We’re not returning the same object anymore, so we need to fix our test to use deepEqual there too… and that gets it.

Next up - we don’t actually need to use ramda’s forEach method here; Javascript itself has forEach built in to the array object. It also has a concat method, so we can entirely write this in vanilla JavaScript:

function flatten(inputArray) {
  var result = [];

  if (!(inputArray instanceof Array)) {
    return [inputArray];
  }

  inputArray.forEach((item) => {
    if (item instanceof Array) {
      result = result.concat(flatten(item));
    } else {
      result.push(item);
    }
  });

  return result;
}

module.exports.flatten = flatten;

And to recap, here’s what our tests look like right now - I made a minor tweak to keep the result versus test values consistently ordered across tests, since that’s more readable while debugging.

var assert = require('assert');
var f = require('./flatten');

describe("Flatten", () => {
  it("should return the original array if it's a single element with no nested arrays", () => {
    var testArray = [1];
    var result = f.flatten(testArray);

    assert.deepEqual(result, testArray);
  });

  it("should return a two element array with no sub-arrays", () => {
    var testArray = [1, 2];
    var result = f.flatten(testArray);
    assert.deepEqual(result, testArray);
  });

  it("should flatten simple sub-arrays", () => {
    var testArray = [1, [2, 3]];
    var result = f.flatten(testArray);

    assert.deepEqual(result, [1, 2, 3]);
  });

  it("should return a flattened array when passed a nested array", () => {
    var testArray = [1, [2, 3], [4, [5, 6]]];

    var result = f.flatten(testArray);

    assert.deepEqual(result, [1, 2, 3, 4, 5, 6]);
  });

  it("should return an array when passed a bare object", () => {
    var result = f.flatten(5);
    assert.deepEqual(result, [5]);
  });
});

All of the tests run and pass. It’s a relatively functional approach; our flatten function doesn’t have any external side effects and we’re not using any explicit ‘for’ loops with an index (I generally dislike these). We could replace the if statement in the forEach with a Ramda cond matcher, but honestly - that feels like massive overkill, especially since we don’t actually need Ramda for anything else. So, in this case, I think I’d advocate keeping it simple and not introducing a substantial dependency that I don’t really need.

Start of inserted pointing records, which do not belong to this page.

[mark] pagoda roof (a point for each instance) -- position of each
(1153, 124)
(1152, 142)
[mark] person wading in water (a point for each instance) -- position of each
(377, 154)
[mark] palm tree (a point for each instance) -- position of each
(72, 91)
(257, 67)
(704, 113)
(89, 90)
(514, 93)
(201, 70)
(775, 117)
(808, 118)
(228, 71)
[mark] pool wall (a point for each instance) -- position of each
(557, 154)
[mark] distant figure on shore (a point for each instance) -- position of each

The only thing I don’t particularly care for is using the concat method; it feels like we’re cheating a bit since we’re getting another array back in some cases and shoving it into our results array. This works, and it solves the problem - but I don’t totally like it.

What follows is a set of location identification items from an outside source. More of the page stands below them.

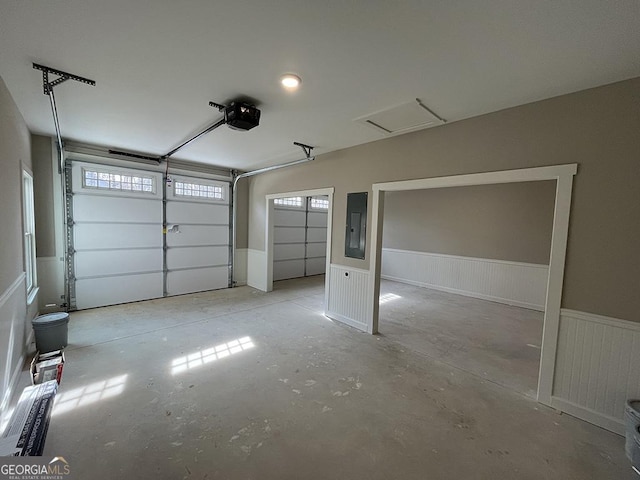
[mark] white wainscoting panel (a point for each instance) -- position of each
(348, 296)
(513, 283)
(597, 368)
(256, 269)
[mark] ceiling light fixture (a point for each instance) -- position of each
(290, 81)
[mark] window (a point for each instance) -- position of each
(29, 232)
(198, 190)
(319, 203)
(116, 181)
(289, 201)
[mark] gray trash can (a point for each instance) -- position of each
(632, 421)
(51, 331)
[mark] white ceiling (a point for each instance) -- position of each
(157, 64)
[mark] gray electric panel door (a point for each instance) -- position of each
(117, 235)
(197, 235)
(300, 237)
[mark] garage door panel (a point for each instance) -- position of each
(288, 251)
(316, 266)
(113, 262)
(97, 208)
(191, 235)
(201, 213)
(288, 269)
(196, 280)
(316, 249)
(317, 235)
(289, 218)
(122, 236)
(186, 257)
(98, 292)
(317, 219)
(288, 235)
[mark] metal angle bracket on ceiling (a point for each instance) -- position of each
(47, 87)
(305, 148)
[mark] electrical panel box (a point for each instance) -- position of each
(355, 239)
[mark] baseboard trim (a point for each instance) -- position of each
(466, 293)
(601, 420)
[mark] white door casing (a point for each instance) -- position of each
(563, 175)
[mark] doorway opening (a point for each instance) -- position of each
(563, 177)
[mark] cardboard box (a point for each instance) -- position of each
(47, 366)
(27, 430)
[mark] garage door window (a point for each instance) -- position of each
(297, 202)
(319, 203)
(117, 181)
(197, 190)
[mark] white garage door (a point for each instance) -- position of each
(118, 240)
(300, 237)
(197, 235)
(117, 235)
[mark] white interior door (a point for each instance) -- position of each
(117, 235)
(197, 235)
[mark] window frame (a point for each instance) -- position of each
(146, 180)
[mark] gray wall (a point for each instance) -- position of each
(15, 154)
(596, 128)
(501, 222)
(242, 214)
(43, 201)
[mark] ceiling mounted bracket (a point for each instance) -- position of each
(47, 87)
(62, 77)
(305, 148)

One approach would be adding an accumulator to our flatten function allowing us to pass in the original result array, if it exists, and simply append more values to that. Let’s try it! We’ll write a quick accumulatingFlatten function and then just change the module.exports to return that for the flatten function instead; that’ll let us see if all our tests still work.

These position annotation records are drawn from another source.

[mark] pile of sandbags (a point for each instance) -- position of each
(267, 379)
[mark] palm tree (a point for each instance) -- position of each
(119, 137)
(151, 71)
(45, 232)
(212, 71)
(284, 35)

function accumulatingFlatten(inputArray, acc) {
  if (!(inputArray instanceof Array)) { return [inputArray]; }

  acc = acc || [];

  inputArray.forEach((item) => {
    if (item instanceof Array) {
      accumulatingFlatten(item, acc);
    }
    else {
      acc.push(item);
    }
  });

  return acc;
}

module.exports.flatten = accumulatingFlatten;

// [~/source/js_tests]$ mocha flatten_test.js
//
//   Flatten
//     ✓ should return the original array if it's a single element with no nested arrays
//     ✓ should return a two element array with no sub-arrays
//     ✓ should flatten simple sub-arrays
//     ✓ should return a flattened array when passed a nested array
//     ✓ should return an array when passed a bare object
//
//   5 passing (7ms)

Awesome. Still works.

This post got a bit long - I try to post fairly substantial code examples, because I find posts with lots of small snippets hard to follow. Hopefully it’s a useful discussion of how you’d reason your way through a toy problem like this, with some demonstration of testing thrown in for good measure. It bears repeating, though - this is a code golf problem, but please don’t write your own array flattening function for production use. Lodash and Ramda are both well-written, extensively-tested libraries that already have a method for this, and you’re better off just using that.